Youth-2Ogni persona in questo modo risulta essere una risorsa per un’altra, il vecchio per il giovane, ma con grande sorpresa anche il contrario. Sono infatti le parole incontaminate dei bambini a far tornare gli adulti con i piedi per terra, allorché persi nell’ambizione di voler essere ricordati per i loro grandi lavori passati e non solo, come accade a Fred, per le “Canzoni Semplici”. “È semplice, ma anche bellissimo” gli ribatte il piccolo aspirante violinista: la grande bellezza spesso è davanti agli occhi degli uomini, ma a volte hanno bisogno di qualcuno che gliela indichi. Ed è di nuovo una giovanissima creatura ad illuminare il volto di un adulto, quello del giovane Jimmy in questo caso. Il personaggio marginale della bambina che dialoga con l’attore nel negozio di souvenirs sembra l’epifania dell’innocenza e l’incarnazione del valore più importante secondo il burbero tatuatore di “This Must Be the Place” incontrato nel bar: la riconoscenza, in questo caso per averle trasmesso un insegnamento attraverso il personaggio di un padre da lui interpretato in un film secondario.
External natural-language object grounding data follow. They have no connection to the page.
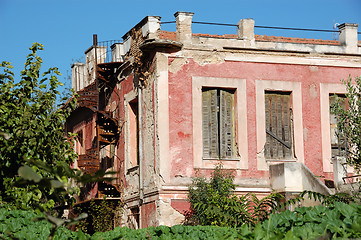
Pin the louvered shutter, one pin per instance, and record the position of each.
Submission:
(279, 133)
(210, 123)
(226, 124)
(338, 143)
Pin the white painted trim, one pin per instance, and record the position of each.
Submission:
(295, 88)
(241, 105)
(317, 61)
(163, 115)
(325, 90)
(127, 98)
(238, 189)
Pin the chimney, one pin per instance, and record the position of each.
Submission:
(151, 27)
(246, 29)
(348, 36)
(184, 24)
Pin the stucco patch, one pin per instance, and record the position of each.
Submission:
(177, 64)
(208, 58)
(305, 134)
(313, 91)
(168, 216)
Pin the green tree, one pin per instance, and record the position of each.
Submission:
(213, 202)
(349, 120)
(34, 147)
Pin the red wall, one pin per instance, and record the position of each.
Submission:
(180, 106)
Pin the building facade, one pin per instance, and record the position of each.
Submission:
(164, 105)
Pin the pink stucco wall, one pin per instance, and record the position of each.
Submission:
(180, 107)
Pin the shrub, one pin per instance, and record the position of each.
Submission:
(213, 202)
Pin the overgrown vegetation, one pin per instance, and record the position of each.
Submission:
(349, 120)
(35, 150)
(32, 136)
(214, 203)
(339, 221)
(102, 215)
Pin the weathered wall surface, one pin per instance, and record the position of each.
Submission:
(180, 103)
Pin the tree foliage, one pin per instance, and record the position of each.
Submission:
(213, 202)
(349, 120)
(35, 151)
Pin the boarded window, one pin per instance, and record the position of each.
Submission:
(279, 130)
(133, 133)
(338, 143)
(218, 123)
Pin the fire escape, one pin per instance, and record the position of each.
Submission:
(96, 97)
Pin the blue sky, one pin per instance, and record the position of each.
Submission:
(65, 27)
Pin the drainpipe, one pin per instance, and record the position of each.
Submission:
(140, 150)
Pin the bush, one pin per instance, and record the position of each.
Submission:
(340, 220)
(213, 202)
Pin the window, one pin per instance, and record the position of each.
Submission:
(79, 147)
(279, 130)
(218, 125)
(338, 143)
(133, 132)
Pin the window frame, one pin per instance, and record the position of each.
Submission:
(327, 89)
(129, 99)
(290, 156)
(296, 98)
(220, 152)
(240, 118)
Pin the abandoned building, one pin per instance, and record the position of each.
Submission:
(159, 105)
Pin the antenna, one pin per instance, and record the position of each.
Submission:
(335, 26)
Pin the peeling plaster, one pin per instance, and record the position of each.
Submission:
(208, 58)
(167, 215)
(177, 64)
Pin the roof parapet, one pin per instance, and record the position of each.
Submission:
(348, 36)
(246, 29)
(184, 26)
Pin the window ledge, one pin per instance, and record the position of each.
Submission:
(281, 160)
(225, 159)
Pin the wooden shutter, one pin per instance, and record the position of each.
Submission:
(210, 123)
(338, 142)
(226, 124)
(279, 133)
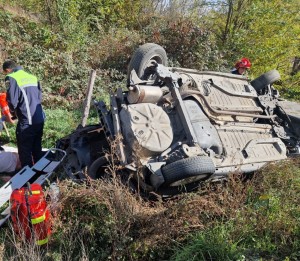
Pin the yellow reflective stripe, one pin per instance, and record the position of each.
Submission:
(42, 241)
(38, 220)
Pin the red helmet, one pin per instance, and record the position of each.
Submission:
(243, 63)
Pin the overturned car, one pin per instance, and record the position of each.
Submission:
(174, 128)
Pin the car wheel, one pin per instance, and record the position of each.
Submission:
(143, 57)
(188, 170)
(99, 168)
(265, 79)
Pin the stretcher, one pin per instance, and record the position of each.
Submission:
(39, 173)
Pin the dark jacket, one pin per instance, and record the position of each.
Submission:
(25, 100)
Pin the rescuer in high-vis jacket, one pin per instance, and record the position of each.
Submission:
(24, 97)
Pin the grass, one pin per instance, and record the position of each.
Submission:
(257, 219)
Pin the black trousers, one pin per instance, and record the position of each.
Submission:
(29, 142)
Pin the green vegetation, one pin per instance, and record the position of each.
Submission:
(254, 219)
(62, 40)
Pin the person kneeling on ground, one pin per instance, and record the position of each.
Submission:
(9, 163)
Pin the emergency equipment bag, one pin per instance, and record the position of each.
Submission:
(30, 215)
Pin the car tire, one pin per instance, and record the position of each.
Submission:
(97, 169)
(188, 170)
(265, 79)
(143, 57)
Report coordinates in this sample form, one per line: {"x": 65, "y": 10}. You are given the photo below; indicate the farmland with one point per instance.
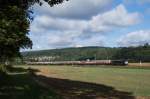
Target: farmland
{"x": 125, "y": 79}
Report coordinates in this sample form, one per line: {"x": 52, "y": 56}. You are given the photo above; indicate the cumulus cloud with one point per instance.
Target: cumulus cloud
{"x": 139, "y": 2}
{"x": 48, "y": 31}
{"x": 135, "y": 38}
{"x": 76, "y": 9}
{"x": 118, "y": 17}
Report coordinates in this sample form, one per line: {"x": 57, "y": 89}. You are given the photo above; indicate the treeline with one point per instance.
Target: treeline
{"x": 93, "y": 53}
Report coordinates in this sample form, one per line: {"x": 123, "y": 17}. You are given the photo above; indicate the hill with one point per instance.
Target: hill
{"x": 92, "y": 53}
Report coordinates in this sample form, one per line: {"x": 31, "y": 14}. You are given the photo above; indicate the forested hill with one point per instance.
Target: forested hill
{"x": 92, "y": 53}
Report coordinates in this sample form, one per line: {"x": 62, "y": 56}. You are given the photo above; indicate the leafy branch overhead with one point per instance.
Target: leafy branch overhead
{"x": 15, "y": 18}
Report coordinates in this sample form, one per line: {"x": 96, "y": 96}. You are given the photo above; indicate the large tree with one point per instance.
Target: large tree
{"x": 15, "y": 18}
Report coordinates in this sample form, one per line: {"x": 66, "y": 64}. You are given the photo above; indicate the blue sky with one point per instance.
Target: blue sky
{"x": 79, "y": 23}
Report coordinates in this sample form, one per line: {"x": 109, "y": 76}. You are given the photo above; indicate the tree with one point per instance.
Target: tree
{"x": 15, "y": 18}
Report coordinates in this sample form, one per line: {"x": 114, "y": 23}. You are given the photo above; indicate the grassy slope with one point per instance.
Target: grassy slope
{"x": 125, "y": 79}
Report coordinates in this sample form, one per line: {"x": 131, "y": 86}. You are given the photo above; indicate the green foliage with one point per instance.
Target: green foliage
{"x": 21, "y": 85}
{"x": 99, "y": 53}
{"x": 15, "y": 18}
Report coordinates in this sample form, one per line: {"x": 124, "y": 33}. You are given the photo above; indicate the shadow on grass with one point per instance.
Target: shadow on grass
{"x": 23, "y": 86}
{"x": 82, "y": 90}
{"x": 20, "y": 70}
{"x": 27, "y": 86}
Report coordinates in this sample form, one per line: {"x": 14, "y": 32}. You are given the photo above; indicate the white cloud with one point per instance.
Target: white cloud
{"x": 118, "y": 17}
{"x": 135, "y": 38}
{"x": 76, "y": 9}
{"x": 54, "y": 32}
{"x": 138, "y": 2}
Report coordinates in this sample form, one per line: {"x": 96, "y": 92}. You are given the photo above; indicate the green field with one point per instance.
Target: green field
{"x": 127, "y": 79}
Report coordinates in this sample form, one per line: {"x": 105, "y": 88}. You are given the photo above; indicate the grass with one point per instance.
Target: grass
{"x": 127, "y": 79}
{"x": 19, "y": 84}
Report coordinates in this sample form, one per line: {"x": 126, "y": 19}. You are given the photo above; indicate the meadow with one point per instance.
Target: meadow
{"x": 132, "y": 80}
Semplicità dunque non significa superficialità, è toccante, autentica e non conosce padrone o forma. Non intendo dire che “Youth” sia un film semplice, tutt’altro, ma trovo davvero apprezzabile che si compia un’evoluzione, un percorso che parte da un’affermazione come “La leggerezza è una perversione” e giunge a “Le emozioni sono tutto quello che abbiamo” per poi lasciare spazio al silenzio, perché in fondo, per fortuna e purtroppo c’è bisogno anche di quello.